Last October we opened our new building, and phased out two of the previous buildings. This left us with two buildings on our VLAN. Our new building has all brand-new HP ProCurve switches providing gigabit ethernet to every port, 10 gig fiber between floors, and a gig uplink to the campus network. The new computers for our student labs all have gig ethernet cards. Unfortunately, the link connecting our two buildings was only 100 megabit.
Our new building is used by all our public computer labs, plus all the faculty and staff. The network appliance providing our storage was in the other building. So all of our connections were being funneled through the 100 megabit connection, leading to extremely long login times, and occasional bursts of network latency. Last week my boss and I finally moved the filer and remaining servers from the old building into the new building. One would think this would make things significantly better for our network performance, and it did, but there was yet one piece that was still a significant bottleneck.
Prior to the move, we had a single /22 network for all our hosts. After the move, we acquired an additional /24 network (discontiguous from our primary pool). Our plan was to move all the student lab computers to the new /24, freeing up a large swath of IP addresses in our primary space. The campus network admins provisioned the new network for us, and configured routing on our upstream router. All worked as it needed to, but in a rather inefficient way: the /24 hosts need to connect to our filer in the /22 network, which means packets need to travel to the upstream router, and then immediately back into our network. The switch that connects our building to the upstream router is basically handling twice us much traffic as it might need to, as it sends packets up to the router and then immediately receives those packets again. Indeed, it was showing 100% utilization for most of the day today. I can only assume it’s been at 100% utilization since we moved the filer into our building (and likely even before that).

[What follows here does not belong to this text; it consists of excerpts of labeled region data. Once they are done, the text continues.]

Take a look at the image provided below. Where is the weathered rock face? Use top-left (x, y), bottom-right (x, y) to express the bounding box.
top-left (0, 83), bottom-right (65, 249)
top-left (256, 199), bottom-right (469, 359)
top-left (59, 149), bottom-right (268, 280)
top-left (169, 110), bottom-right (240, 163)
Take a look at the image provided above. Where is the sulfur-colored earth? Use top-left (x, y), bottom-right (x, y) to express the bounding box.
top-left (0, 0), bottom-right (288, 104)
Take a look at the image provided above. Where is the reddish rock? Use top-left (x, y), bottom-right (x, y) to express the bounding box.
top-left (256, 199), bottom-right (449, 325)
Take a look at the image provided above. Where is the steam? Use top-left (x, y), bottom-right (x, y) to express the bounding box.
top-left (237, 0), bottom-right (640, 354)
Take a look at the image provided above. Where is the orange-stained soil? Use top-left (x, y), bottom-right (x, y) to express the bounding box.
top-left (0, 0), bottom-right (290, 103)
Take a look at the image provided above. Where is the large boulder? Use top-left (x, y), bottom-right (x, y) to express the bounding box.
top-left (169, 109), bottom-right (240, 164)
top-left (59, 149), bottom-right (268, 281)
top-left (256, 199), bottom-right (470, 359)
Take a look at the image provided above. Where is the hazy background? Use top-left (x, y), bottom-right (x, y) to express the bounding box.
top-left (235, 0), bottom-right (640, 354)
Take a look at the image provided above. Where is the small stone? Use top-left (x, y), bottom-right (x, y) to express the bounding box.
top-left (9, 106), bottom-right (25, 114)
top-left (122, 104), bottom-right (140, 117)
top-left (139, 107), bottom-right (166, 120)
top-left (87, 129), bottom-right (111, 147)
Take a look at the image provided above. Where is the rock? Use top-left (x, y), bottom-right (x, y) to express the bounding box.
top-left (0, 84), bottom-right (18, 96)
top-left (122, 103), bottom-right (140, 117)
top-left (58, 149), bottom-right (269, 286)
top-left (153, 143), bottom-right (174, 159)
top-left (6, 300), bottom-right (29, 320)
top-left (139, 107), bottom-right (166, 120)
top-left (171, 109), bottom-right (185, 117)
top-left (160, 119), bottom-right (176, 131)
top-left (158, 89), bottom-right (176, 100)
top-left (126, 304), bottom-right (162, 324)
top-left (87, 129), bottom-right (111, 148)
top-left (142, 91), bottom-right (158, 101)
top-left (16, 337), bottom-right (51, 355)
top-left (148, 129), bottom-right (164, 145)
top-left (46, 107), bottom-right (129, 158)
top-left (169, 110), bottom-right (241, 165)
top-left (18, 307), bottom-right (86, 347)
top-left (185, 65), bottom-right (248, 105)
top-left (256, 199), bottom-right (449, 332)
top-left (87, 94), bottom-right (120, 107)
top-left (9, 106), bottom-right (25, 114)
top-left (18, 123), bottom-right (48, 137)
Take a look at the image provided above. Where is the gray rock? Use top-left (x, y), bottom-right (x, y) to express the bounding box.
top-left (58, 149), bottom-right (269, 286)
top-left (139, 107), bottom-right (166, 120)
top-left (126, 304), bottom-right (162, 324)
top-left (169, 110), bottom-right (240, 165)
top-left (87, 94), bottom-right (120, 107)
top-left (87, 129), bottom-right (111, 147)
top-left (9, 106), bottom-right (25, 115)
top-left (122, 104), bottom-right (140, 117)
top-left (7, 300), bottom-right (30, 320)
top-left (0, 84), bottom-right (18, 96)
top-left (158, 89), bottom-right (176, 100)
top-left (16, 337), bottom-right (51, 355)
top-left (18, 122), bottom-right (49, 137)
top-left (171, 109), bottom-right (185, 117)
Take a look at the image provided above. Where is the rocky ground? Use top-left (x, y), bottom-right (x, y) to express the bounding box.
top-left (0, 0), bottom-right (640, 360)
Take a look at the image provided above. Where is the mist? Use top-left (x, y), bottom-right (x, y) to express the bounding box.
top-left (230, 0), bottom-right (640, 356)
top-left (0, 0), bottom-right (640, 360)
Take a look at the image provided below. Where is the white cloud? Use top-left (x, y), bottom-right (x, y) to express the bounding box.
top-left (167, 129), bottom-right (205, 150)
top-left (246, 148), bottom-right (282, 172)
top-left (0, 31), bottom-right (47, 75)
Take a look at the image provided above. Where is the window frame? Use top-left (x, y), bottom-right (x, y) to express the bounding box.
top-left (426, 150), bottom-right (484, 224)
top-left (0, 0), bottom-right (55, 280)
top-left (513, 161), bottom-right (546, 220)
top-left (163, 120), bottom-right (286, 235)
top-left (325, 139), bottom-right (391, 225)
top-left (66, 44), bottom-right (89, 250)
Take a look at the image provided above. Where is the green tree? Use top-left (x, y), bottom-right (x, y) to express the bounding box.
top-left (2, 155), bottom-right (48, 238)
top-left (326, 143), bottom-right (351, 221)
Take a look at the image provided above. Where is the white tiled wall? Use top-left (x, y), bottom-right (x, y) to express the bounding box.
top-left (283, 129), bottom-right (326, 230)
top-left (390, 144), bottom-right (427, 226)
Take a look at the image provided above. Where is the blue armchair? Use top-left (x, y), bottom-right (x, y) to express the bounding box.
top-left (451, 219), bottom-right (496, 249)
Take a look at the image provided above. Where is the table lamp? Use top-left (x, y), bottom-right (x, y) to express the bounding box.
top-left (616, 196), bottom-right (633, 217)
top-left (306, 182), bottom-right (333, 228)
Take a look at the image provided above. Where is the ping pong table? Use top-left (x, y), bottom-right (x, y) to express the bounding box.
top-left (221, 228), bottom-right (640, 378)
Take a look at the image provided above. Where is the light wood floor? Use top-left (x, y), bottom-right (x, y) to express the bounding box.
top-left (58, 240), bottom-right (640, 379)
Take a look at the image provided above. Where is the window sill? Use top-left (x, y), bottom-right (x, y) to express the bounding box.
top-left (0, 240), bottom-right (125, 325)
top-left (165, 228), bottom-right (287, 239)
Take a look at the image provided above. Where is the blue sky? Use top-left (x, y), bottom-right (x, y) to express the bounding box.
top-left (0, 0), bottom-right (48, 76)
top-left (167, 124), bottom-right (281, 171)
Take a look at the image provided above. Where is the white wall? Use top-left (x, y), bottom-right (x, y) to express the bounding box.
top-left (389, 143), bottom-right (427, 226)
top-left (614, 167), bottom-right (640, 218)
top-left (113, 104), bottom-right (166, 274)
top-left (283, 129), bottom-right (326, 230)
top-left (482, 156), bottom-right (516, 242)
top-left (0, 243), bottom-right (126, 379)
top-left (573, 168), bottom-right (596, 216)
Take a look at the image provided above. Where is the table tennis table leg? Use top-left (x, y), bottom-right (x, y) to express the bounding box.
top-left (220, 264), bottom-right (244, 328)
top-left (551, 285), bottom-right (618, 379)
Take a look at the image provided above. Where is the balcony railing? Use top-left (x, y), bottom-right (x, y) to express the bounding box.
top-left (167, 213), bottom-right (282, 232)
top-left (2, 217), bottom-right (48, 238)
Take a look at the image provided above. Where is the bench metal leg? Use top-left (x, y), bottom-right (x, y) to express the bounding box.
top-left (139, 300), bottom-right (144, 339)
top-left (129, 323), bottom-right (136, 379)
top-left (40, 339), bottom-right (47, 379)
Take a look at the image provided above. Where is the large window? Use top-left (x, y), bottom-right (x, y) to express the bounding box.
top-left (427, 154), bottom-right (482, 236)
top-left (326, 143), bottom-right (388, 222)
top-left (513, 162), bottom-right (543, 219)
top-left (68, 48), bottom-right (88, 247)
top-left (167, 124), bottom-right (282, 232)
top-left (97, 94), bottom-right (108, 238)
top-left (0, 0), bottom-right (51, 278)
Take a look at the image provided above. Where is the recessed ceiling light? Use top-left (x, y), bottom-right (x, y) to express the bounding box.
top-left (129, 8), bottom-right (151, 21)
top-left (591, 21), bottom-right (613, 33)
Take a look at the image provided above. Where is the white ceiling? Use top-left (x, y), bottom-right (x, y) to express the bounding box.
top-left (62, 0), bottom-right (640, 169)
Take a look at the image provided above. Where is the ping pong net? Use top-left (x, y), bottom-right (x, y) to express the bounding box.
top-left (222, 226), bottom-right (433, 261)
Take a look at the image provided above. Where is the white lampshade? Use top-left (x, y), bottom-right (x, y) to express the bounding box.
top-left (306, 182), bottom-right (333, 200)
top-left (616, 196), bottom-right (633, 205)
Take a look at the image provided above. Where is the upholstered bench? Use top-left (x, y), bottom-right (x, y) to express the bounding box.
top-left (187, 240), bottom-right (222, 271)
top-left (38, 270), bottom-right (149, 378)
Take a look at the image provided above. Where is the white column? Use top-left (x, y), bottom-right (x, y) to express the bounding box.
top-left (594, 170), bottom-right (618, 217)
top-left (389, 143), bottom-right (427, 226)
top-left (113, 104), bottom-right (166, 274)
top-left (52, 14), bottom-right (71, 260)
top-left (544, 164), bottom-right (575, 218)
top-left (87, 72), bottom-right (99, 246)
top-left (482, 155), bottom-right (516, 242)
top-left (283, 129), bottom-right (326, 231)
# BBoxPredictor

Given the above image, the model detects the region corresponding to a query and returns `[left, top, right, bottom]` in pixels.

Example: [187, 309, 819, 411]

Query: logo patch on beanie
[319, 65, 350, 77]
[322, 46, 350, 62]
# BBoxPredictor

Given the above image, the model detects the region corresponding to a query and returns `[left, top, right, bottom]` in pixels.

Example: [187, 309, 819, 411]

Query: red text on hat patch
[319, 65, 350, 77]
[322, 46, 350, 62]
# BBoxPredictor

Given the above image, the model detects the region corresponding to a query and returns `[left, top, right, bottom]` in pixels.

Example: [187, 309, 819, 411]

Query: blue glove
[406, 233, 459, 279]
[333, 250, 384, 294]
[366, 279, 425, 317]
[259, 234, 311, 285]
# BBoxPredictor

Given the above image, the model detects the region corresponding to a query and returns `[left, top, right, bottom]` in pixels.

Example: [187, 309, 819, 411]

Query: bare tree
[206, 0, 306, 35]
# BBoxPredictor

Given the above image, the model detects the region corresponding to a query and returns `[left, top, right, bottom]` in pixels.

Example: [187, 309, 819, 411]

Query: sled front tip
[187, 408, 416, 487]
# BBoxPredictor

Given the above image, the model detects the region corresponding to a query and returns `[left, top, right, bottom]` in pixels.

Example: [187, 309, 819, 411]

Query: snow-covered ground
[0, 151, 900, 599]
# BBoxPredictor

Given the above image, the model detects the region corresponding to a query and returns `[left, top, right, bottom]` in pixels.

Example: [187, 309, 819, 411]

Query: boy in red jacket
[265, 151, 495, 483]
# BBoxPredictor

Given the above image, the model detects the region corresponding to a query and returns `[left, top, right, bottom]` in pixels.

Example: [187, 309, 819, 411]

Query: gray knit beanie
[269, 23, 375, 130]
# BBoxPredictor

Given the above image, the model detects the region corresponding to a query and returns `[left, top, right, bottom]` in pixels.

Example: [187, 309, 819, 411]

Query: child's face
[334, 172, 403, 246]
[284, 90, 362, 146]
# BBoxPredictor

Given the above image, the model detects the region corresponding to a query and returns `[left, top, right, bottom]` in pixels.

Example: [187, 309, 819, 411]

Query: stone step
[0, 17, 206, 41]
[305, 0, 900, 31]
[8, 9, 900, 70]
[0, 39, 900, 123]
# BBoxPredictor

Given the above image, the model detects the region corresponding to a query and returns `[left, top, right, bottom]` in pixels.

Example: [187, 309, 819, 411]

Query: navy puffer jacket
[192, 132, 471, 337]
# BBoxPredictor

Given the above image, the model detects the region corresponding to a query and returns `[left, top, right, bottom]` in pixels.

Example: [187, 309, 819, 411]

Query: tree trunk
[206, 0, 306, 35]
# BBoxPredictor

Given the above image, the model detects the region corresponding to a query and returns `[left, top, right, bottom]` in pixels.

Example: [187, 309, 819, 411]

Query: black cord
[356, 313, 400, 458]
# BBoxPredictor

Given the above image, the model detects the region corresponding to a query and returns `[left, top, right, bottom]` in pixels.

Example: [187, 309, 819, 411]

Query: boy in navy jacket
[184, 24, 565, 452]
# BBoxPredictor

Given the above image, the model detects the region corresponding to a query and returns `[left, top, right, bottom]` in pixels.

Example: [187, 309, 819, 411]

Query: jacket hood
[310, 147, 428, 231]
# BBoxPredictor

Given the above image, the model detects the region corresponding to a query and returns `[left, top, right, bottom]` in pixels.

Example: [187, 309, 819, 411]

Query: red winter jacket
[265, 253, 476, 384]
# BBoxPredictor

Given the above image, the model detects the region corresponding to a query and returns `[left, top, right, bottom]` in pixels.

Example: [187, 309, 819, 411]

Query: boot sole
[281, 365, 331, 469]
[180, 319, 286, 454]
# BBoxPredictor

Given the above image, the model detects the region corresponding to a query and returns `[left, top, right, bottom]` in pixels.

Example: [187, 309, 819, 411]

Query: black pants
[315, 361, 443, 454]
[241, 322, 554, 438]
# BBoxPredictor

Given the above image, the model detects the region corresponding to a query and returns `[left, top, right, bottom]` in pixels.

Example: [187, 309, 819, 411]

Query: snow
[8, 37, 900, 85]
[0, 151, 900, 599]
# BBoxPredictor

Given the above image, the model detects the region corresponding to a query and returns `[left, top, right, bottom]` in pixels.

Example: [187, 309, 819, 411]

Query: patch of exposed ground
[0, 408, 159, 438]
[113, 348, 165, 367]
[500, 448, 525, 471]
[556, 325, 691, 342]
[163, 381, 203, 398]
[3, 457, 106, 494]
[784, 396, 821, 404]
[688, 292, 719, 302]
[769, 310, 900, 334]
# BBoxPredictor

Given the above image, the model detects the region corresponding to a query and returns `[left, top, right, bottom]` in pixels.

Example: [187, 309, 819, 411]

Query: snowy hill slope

Our switches can do layer 3 routing, so it seems kind of silly to send all the traffic up a hop to a router, only to come right back. Configuring our core switch to do the routing wasn’t hard at all. Getting this configuration deployed throughout our building proved slightly more complicated. My first attempt to do so knocked all the student lab machines offline. I thought I could finalize the configurations quickly enough as to not cause too many problems, but a swelling body of irate students outside my office door convinced me otherwise. My boss was not thrilled with my enthusiasm. I aborted my plans, and set about preparing for a more graceful cut-over.
Around 5:40 PM tonight we made the switch. I executed a few commands on each of the affected switches, and then updated a few routes on our primary servers. With the exception of one minor – and easily corrected – oversight, everything worked great. Within moments the switch connecting us to our upstream router was reporting less than 20% utilization. Now that we’re not hammering our upstream connection all day every day we’ll be able to detect and react to abnormal traffic spikes. And most important to our student population, they’re not all trying to share a single gigabit connection to our storage appliance!